As a parent you only know so much about what goes on in your child's school. Unless you take the time to ask some questions and get involved, you may not see the things you really should see.

For example, do you know if your child's school is overcrowded? If you do, do you know what that really feels like for kids and teachers? Do you know that just trying to feed children in overcrowded schools is a nightmare?

The days of kids going home for lunch is long gone in most communities around the country. Neighborhood schools don't exist like they used to. Kids are bused from all over the district to go to schools far from their homes. I watched as my son started high school and wondered how their small cafeteria could possibly house and feed 800 kids each lunch session (they have 3 sessions). The answer is that they can't.

Kids spill out of the cafeteria and into the muggy courtyard with the hot Florida sun beating down on them and fight for tables like when you play musical chairs.

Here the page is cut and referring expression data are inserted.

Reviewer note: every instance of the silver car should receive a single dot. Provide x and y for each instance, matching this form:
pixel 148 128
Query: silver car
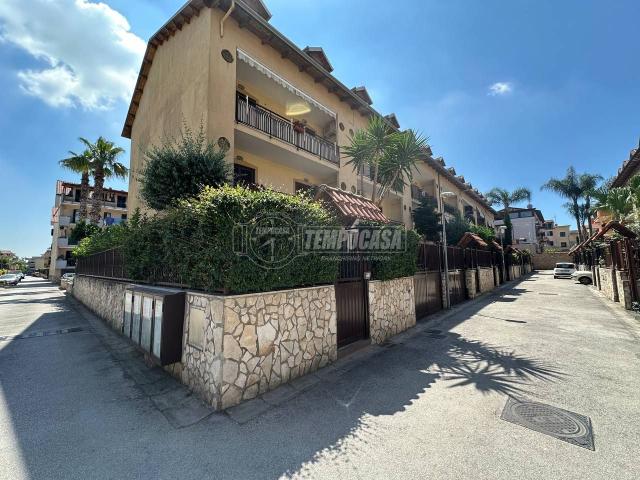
pixel 564 270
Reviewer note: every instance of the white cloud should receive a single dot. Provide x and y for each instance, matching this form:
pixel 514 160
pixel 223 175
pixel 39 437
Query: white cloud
pixel 90 56
pixel 500 88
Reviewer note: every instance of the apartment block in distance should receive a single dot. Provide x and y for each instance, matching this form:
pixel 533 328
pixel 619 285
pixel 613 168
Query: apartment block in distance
pixel 65 216
pixel 527 230
pixel 277 107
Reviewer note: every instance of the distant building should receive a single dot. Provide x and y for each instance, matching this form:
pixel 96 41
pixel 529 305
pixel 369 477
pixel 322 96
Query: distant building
pixel 65 216
pixel 527 227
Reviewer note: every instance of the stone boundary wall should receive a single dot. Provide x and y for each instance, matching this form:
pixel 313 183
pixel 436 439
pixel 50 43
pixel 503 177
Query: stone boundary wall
pixel 486 279
pixel 392 308
pixel 238 347
pixel 102 296
pixel 548 260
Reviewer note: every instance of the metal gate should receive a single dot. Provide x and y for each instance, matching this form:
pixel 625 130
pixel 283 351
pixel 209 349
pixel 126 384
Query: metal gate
pixel 352 301
pixel 457 290
pixel 427 281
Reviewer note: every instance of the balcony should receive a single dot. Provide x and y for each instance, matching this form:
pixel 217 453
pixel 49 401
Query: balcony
pixel 451 209
pixel 283 129
pixel 417 194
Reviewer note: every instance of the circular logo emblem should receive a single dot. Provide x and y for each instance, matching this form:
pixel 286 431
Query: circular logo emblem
pixel 272 241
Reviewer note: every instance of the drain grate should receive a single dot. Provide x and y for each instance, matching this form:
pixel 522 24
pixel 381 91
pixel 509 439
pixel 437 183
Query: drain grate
pixel 42 333
pixel 562 424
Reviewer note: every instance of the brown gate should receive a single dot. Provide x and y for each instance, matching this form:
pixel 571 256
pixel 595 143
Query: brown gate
pixel 457 290
pixel 352 301
pixel 427 281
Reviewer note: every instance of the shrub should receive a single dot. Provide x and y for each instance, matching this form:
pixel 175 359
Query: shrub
pixel 195 242
pixel 397 265
pixel 486 233
pixel 102 239
pixel 179 169
pixel 456 228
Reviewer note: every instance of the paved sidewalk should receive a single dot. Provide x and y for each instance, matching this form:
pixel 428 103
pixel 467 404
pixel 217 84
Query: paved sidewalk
pixel 427 404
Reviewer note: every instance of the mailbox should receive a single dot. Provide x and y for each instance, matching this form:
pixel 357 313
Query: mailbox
pixel 154 320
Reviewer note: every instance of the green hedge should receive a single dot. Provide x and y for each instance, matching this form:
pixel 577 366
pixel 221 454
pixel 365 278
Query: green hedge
pixel 398 264
pixel 193 244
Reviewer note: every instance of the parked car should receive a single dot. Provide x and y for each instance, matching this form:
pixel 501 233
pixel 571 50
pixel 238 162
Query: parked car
pixel 9 279
pixel 585 277
pixel 564 270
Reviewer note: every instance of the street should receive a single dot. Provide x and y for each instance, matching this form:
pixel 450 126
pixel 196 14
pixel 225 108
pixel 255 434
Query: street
pixel 426 405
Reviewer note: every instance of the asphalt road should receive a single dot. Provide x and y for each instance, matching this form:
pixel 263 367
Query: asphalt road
pixel 428 405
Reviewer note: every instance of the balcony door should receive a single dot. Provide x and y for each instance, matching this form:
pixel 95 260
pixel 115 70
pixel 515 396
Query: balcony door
pixel 243 175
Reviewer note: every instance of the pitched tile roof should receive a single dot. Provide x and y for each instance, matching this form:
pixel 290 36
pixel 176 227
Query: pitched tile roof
pixel 350 206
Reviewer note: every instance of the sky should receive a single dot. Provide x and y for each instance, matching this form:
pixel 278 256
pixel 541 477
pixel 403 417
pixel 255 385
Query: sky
pixel 510 93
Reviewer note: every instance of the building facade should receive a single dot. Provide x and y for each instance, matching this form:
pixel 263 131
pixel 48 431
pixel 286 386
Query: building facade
pixel 559 237
pixel 277 108
pixel 65 216
pixel 527 232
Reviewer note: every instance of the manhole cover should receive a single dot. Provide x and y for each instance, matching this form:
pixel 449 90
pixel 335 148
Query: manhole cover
pixel 562 424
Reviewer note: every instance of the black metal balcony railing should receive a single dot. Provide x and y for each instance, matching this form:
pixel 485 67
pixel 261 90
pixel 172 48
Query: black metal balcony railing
pixel 450 209
pixel 281 128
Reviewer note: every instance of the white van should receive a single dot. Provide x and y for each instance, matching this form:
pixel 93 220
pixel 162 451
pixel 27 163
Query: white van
pixel 564 270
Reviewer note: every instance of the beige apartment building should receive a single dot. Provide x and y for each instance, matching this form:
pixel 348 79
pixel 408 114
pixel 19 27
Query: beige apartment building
pixel 65 216
pixel 278 108
pixel 559 237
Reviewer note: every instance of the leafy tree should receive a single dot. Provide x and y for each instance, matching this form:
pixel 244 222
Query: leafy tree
pixel 488 234
pixel 456 228
pixel 179 169
pixel 80 163
pixel 104 164
pixel 389 155
pixel 427 219
pixel 500 196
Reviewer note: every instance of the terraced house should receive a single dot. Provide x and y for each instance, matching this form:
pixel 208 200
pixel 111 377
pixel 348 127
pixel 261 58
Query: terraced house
pixel 277 107
pixel 65 216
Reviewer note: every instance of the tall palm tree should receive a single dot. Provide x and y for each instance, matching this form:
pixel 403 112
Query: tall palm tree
pixel 80 163
pixel 104 163
pixel 569 188
pixel 588 183
pixel 397 166
pixel 500 196
pixel 389 155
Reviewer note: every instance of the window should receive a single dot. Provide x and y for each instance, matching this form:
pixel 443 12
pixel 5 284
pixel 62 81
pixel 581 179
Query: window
pixel 243 175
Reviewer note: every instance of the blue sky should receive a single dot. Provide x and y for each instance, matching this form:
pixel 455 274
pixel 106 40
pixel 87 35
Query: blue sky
pixel 565 78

The rest eat their lunches on the ground in the outside hallways. This doesn't look comfortable or safe. But at the moment, this is the only solution.

Why can't my son just walk home for lunch? We live directly behind the school. This is a "closed" campus and kids can't just come and go, even if the parent gives permission. There are liability issues and it's easier for the school to keep an eye on kids if they remain on campus.

But not every district handles it this way. Every school determines what's the best way to handle their own problems, and as parents we can be a part of the problem or part of the solution. But there's a bigger chance we'll end up being part of the problem if we don't educate ourselves to what's really going on in our kids' schools.

So this year I recommend that you consider the following:

  • Be visible - show up often enough that you are recognizable to the front office staff.
  • Be available - teachers will call you when there's a problem if they know they can. Make it okay for them to call you at home or at work whenever is necessary.
  • Be assertive - ask questions, initiate first contact with teachers, introduce yourself to the principal whenver you see him or her
  • Be involved - ask your child specific questions and you'll get specific answers. If you only ask, "What did you do in school today?" you'll get the traditional answer, "Nothing." Ask instead, "Are you still doing review in math right now or have you started Algebra now?"

If we don't know what's going on in our child's school, we can't be what our kids need when they need us. So be proactive, show your face, and get involved.